In LRU square algorithm, is the least-recently-used row always zero?

Question

My copy of Hacker's Delight is at home, and the web resources I've found aren't clear on this detail.

I have written the following 8-level LRU, using the well-known "row-column square" algorithm. (Is there a better name?).

#include <stdint.h>

typedef union {
  uint8_t rows[8];  
  uint64_t cols;
} lru_state;

void lru_init(lru_state *this) {
  this->cols=0;
}

void lru_up(lru_state *this, int used /* in 0..7 */) {
  this->rows[used]=0xff;
  this->cols &= ~(0x0101010101010101 << used);
}

int lru_get(lru_state *this) {
  int i;
  for (i=1; i<8 ; i++) {
    if (0==(this->rows[i])) return i;
  }
  return 0;
}

I would like confirmation of my assumption that the least-recently-used row will be all zeroes. It seems to work, but I don't have the math to prove it to my satisfaction.
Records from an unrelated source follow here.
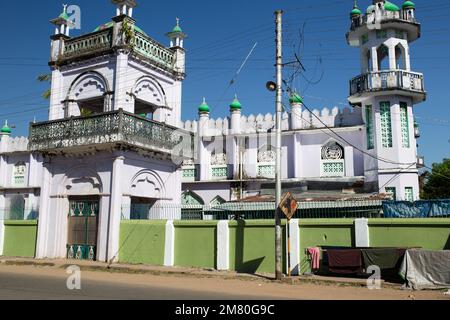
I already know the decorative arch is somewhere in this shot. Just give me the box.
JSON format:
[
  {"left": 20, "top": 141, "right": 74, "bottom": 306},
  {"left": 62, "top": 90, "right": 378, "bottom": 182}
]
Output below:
[
  {"left": 395, "top": 42, "right": 407, "bottom": 70},
  {"left": 210, "top": 196, "right": 226, "bottom": 207},
  {"left": 130, "top": 169, "right": 166, "bottom": 199},
  {"left": 181, "top": 190, "right": 205, "bottom": 206},
  {"left": 67, "top": 71, "right": 111, "bottom": 101},
  {"left": 322, "top": 140, "right": 345, "bottom": 160},
  {"left": 131, "top": 76, "right": 167, "bottom": 107},
  {"left": 59, "top": 165, "right": 103, "bottom": 196},
  {"left": 258, "top": 145, "right": 276, "bottom": 163}
]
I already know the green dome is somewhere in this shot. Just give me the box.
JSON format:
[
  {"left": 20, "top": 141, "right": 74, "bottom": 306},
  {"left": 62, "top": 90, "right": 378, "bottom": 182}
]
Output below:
[
  {"left": 350, "top": 7, "right": 362, "bottom": 16},
  {"left": 93, "top": 21, "right": 147, "bottom": 35},
  {"left": 230, "top": 96, "right": 242, "bottom": 110},
  {"left": 350, "top": 0, "right": 362, "bottom": 16},
  {"left": 0, "top": 122, "right": 11, "bottom": 134},
  {"left": 402, "top": 0, "right": 416, "bottom": 9},
  {"left": 59, "top": 11, "right": 69, "bottom": 21},
  {"left": 384, "top": 1, "right": 400, "bottom": 11},
  {"left": 198, "top": 98, "right": 209, "bottom": 113},
  {"left": 172, "top": 25, "right": 183, "bottom": 33},
  {"left": 289, "top": 93, "right": 303, "bottom": 104},
  {"left": 366, "top": 4, "right": 375, "bottom": 14}
]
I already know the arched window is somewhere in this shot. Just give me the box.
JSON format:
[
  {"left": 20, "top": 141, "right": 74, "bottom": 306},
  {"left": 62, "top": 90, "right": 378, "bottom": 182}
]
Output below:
[
  {"left": 211, "top": 153, "right": 228, "bottom": 180},
  {"left": 321, "top": 141, "right": 345, "bottom": 177},
  {"left": 258, "top": 145, "right": 276, "bottom": 179},
  {"left": 210, "top": 196, "right": 226, "bottom": 208},
  {"left": 12, "top": 162, "right": 27, "bottom": 187},
  {"left": 181, "top": 191, "right": 205, "bottom": 206},
  {"left": 377, "top": 44, "right": 389, "bottom": 71},
  {"left": 182, "top": 159, "right": 197, "bottom": 182}
]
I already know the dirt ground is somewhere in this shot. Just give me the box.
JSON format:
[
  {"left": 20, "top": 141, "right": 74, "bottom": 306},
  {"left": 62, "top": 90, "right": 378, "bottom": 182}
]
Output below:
[{"left": 0, "top": 265, "right": 450, "bottom": 301}]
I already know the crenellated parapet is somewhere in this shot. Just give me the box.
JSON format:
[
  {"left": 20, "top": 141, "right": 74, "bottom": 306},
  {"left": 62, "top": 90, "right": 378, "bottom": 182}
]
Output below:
[{"left": 181, "top": 107, "right": 364, "bottom": 135}]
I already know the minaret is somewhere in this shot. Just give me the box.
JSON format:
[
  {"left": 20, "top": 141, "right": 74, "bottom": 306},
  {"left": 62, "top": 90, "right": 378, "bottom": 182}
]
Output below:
[
  {"left": 111, "top": 0, "right": 137, "bottom": 18},
  {"left": 347, "top": 0, "right": 426, "bottom": 200},
  {"left": 196, "top": 98, "right": 211, "bottom": 181},
  {"left": 0, "top": 121, "right": 11, "bottom": 153},
  {"left": 230, "top": 95, "right": 242, "bottom": 134},
  {"left": 289, "top": 92, "right": 303, "bottom": 130}
]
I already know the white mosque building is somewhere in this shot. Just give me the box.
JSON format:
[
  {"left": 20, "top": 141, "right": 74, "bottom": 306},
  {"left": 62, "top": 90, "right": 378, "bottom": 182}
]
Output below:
[{"left": 0, "top": 0, "right": 426, "bottom": 261}]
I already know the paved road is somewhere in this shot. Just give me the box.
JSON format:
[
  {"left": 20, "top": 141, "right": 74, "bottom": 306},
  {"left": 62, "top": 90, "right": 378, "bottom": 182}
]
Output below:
[
  {"left": 0, "top": 265, "right": 450, "bottom": 300},
  {"left": 0, "top": 268, "right": 260, "bottom": 300}
]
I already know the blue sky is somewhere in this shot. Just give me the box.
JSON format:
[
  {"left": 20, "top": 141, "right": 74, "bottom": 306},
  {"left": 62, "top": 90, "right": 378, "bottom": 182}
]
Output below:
[{"left": 0, "top": 0, "right": 450, "bottom": 165}]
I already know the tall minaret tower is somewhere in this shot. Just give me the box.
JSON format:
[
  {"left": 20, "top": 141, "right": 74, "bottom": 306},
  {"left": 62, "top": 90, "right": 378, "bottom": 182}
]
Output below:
[{"left": 347, "top": 0, "right": 426, "bottom": 201}]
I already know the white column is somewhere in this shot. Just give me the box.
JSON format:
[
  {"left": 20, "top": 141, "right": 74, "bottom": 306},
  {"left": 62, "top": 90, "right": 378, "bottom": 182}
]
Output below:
[
  {"left": 231, "top": 110, "right": 241, "bottom": 134},
  {"left": 36, "top": 165, "right": 52, "bottom": 259},
  {"left": 291, "top": 103, "right": 302, "bottom": 130},
  {"left": 164, "top": 220, "right": 175, "bottom": 267},
  {"left": 121, "top": 196, "right": 131, "bottom": 220},
  {"left": 389, "top": 44, "right": 397, "bottom": 70},
  {"left": 107, "top": 156, "right": 125, "bottom": 262},
  {"left": 217, "top": 221, "right": 230, "bottom": 271},
  {"left": 286, "top": 219, "right": 300, "bottom": 276},
  {"left": 371, "top": 47, "right": 379, "bottom": 72},
  {"left": 113, "top": 51, "right": 134, "bottom": 113},
  {"left": 0, "top": 194, "right": 5, "bottom": 257},
  {"left": 355, "top": 219, "right": 370, "bottom": 248},
  {"left": 344, "top": 146, "right": 355, "bottom": 177}
]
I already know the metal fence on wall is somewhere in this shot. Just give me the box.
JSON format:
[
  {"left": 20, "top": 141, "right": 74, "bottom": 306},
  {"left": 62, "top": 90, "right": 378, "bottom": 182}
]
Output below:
[{"left": 122, "top": 201, "right": 383, "bottom": 220}]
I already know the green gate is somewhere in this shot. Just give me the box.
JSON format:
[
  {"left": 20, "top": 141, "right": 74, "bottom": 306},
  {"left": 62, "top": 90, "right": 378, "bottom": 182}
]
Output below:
[{"left": 67, "top": 200, "right": 99, "bottom": 261}]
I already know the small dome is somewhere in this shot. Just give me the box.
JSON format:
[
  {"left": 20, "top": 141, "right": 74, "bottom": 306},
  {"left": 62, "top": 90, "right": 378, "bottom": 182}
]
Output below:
[
  {"left": 289, "top": 93, "right": 303, "bottom": 104},
  {"left": 0, "top": 122, "right": 11, "bottom": 134},
  {"left": 350, "top": 1, "right": 362, "bottom": 16},
  {"left": 93, "top": 21, "right": 147, "bottom": 36},
  {"left": 402, "top": 0, "right": 416, "bottom": 9},
  {"left": 384, "top": 1, "right": 400, "bottom": 11},
  {"left": 198, "top": 98, "right": 209, "bottom": 113},
  {"left": 230, "top": 96, "right": 242, "bottom": 111}
]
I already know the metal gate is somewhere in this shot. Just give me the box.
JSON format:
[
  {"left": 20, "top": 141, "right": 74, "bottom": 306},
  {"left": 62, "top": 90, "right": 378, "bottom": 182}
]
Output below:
[{"left": 67, "top": 200, "right": 99, "bottom": 260}]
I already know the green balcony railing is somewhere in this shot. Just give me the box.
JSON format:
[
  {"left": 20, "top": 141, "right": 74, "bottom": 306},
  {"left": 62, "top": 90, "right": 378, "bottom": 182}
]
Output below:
[{"left": 29, "top": 110, "right": 193, "bottom": 153}]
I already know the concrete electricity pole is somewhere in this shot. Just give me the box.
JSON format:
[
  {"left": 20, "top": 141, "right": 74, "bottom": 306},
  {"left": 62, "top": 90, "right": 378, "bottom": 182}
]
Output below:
[{"left": 275, "top": 10, "right": 283, "bottom": 280}]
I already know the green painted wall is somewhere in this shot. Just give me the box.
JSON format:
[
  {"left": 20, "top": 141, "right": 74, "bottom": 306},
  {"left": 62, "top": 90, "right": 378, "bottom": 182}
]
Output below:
[
  {"left": 299, "top": 219, "right": 355, "bottom": 273},
  {"left": 174, "top": 221, "right": 217, "bottom": 269},
  {"left": 119, "top": 220, "right": 166, "bottom": 265},
  {"left": 369, "top": 219, "right": 450, "bottom": 250},
  {"left": 3, "top": 220, "right": 38, "bottom": 258},
  {"left": 229, "top": 220, "right": 286, "bottom": 273}
]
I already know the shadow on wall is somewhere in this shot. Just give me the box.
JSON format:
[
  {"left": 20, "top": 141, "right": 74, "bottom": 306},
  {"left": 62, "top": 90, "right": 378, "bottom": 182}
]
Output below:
[{"left": 235, "top": 221, "right": 266, "bottom": 274}]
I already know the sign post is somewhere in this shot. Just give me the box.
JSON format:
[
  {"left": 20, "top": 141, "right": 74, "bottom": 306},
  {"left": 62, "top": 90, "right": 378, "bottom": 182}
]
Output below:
[{"left": 280, "top": 192, "right": 298, "bottom": 277}]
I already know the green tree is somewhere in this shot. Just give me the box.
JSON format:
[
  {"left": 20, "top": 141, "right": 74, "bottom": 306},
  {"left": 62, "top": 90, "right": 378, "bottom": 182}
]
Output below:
[{"left": 422, "top": 159, "right": 450, "bottom": 200}]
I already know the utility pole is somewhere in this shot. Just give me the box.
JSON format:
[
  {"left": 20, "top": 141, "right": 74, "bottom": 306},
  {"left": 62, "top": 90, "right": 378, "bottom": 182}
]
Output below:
[{"left": 275, "top": 10, "right": 283, "bottom": 280}]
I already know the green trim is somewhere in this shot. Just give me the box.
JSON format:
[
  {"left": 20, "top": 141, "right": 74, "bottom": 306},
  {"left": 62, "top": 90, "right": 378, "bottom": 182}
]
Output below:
[
  {"left": 289, "top": 93, "right": 303, "bottom": 105},
  {"left": 384, "top": 1, "right": 400, "bottom": 11},
  {"left": 402, "top": 0, "right": 416, "bottom": 9},
  {"left": 3, "top": 220, "right": 38, "bottom": 226},
  {"left": 93, "top": 21, "right": 148, "bottom": 36},
  {"left": 230, "top": 96, "right": 242, "bottom": 110}
]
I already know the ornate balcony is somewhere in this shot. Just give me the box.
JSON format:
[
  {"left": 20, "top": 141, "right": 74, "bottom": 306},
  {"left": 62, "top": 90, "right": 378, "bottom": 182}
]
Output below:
[
  {"left": 29, "top": 110, "right": 193, "bottom": 158},
  {"left": 349, "top": 70, "right": 426, "bottom": 104},
  {"left": 57, "top": 28, "right": 180, "bottom": 72}
]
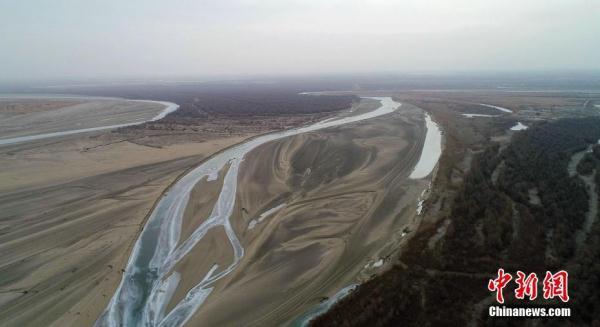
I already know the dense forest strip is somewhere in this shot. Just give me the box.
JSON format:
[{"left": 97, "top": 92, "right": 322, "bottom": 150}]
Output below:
[{"left": 313, "top": 118, "right": 600, "bottom": 326}]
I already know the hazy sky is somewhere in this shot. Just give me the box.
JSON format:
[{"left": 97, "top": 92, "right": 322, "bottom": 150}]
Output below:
[{"left": 0, "top": 0, "right": 600, "bottom": 79}]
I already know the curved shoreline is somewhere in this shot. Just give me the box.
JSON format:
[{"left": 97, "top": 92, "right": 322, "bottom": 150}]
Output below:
[
  {"left": 96, "top": 97, "right": 401, "bottom": 326},
  {"left": 0, "top": 96, "right": 179, "bottom": 146}
]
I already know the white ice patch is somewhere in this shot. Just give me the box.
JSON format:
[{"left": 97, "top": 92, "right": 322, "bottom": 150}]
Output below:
[
  {"left": 510, "top": 121, "right": 529, "bottom": 131},
  {"left": 96, "top": 97, "right": 400, "bottom": 327},
  {"left": 408, "top": 114, "right": 442, "bottom": 179},
  {"left": 248, "top": 203, "right": 285, "bottom": 229},
  {"left": 0, "top": 100, "right": 179, "bottom": 146},
  {"left": 479, "top": 103, "right": 513, "bottom": 114}
]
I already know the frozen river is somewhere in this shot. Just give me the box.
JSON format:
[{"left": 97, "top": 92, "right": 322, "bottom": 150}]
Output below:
[
  {"left": 409, "top": 114, "right": 442, "bottom": 179},
  {"left": 96, "top": 97, "right": 400, "bottom": 327},
  {"left": 0, "top": 97, "right": 179, "bottom": 146}
]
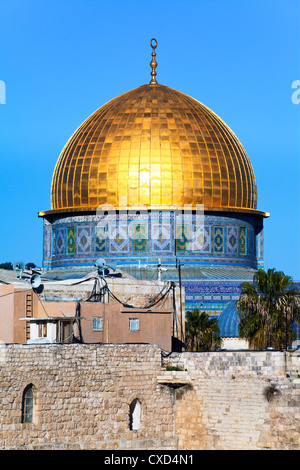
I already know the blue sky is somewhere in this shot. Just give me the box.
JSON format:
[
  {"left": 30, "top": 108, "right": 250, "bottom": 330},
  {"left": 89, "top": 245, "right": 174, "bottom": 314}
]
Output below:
[{"left": 0, "top": 0, "right": 300, "bottom": 280}]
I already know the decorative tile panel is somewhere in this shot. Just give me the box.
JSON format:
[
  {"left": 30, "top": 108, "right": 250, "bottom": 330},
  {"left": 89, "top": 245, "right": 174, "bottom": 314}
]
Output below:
[
  {"left": 213, "top": 226, "right": 225, "bottom": 255},
  {"left": 54, "top": 227, "right": 66, "bottom": 256},
  {"left": 67, "top": 227, "right": 75, "bottom": 255},
  {"left": 193, "top": 226, "right": 211, "bottom": 253},
  {"left": 109, "top": 224, "right": 129, "bottom": 253},
  {"left": 226, "top": 226, "right": 239, "bottom": 255},
  {"left": 95, "top": 225, "right": 108, "bottom": 254},
  {"left": 240, "top": 227, "right": 247, "bottom": 255},
  {"left": 151, "top": 222, "right": 172, "bottom": 252},
  {"left": 175, "top": 225, "right": 190, "bottom": 253},
  {"left": 132, "top": 224, "right": 148, "bottom": 253},
  {"left": 77, "top": 226, "right": 92, "bottom": 255}
]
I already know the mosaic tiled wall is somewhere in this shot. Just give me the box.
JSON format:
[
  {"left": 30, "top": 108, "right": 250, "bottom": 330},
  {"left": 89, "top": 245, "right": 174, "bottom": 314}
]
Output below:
[{"left": 44, "top": 211, "right": 263, "bottom": 267}]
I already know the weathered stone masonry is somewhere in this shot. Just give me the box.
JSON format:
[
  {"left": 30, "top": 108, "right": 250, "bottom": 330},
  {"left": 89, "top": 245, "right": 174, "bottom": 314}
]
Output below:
[{"left": 0, "top": 344, "right": 300, "bottom": 450}]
So, is this right? Or do I need to compute the minimum Hamming weight for each row?

Answer 1

Your assumption is correct.

We can prove it by contradiction:

Suppose the LRU candidate (the byte with most zero bits) is c and has a bit set in position x.

This means that line x has not been used after line c, therefore x must have all the zero bits that c has, plus a zero in position x. This is a contradiction as c is the byte with most zero bits so we conclude that c cannot have any bit set.